Wednesday, October 26, 1977

Brooklyn Terror: Youth Gang Takes Over Apartment House

A neighborhood gang has seized a six-story apartment house in the Williamsburg section of Brooklyn, terrorizing the more than 100 tenants by ripping out the building’s pipes, punching out its windows and smashing its furnishings. Only two tenants remain, and the gang has boasted of plans to burn the house down. As of late last week, the police seemed unaware of what had happened.

The building is in a neighborhood where gangs seeking plunder, clubhouses and turf have seized tens of other buildings, robbing some of the tenants not only of their possessions but of their homes.

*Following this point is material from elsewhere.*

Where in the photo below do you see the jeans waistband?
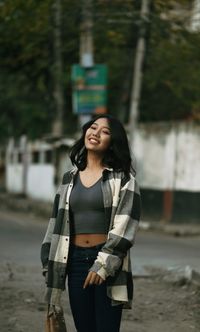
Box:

The residents have been forced like refugees to flee from building to building. The gang follows.

Marauders, armed with machetes, baseball bats, guns and chains have terrorized the community, battling in the middle of busy intersections, vandalizing cars and apartmentw, mugging elderly couples and finally invading entire buildings and forcing the tenants out.

For the building at 396 South Fourth Street, the problem began about a month ago when the superintendent, Freddy Espada, ordered members of the gang, called The Love Brothers, to stay away from the apartment house. He was beaten and his life was threatened. He fled, the gang moved in, and the building began to deteriorate rapidly.

“We had to get out of there,” said Manny LeBron, who fled last week with his pregnant wife Lucy. “They broke the pipes, the broke the windows, there was water all over the stairs, people were screaming in the halls and one night they started shooting bullets out the window from one apartment into another.”

“I have to stay because I have no place to go,” Mrs. Celestina Rodriguez (63) said the other day as she huddled nexxt to two pots of boiling water on the stove – the only source of heat in her ground-floor apartment. Night had fallen and a damp chill seeped through her three-room $105-a-month apartment. Several friends offered to store her things until she finds a place to live.

“I never saw myself like this,” Mrs. Rodriquez said, weeping. “I’m scared. I’m so scared.”

The police seem to have made no effort to curb the gangs activities at the building.

“We sell them to the landlords across the street,” said 16-year-old Nelson Vasquez who rattled off the going prices for a stolen refridgerator ($25); a steam radiator ($3); a stove ($35) and a sink ($10). He is the stepson of the former super.

“My father used to deliver seltzer to Bushwick. Now there’s no one left in Bushwick, it’s all burned down. We’re next.”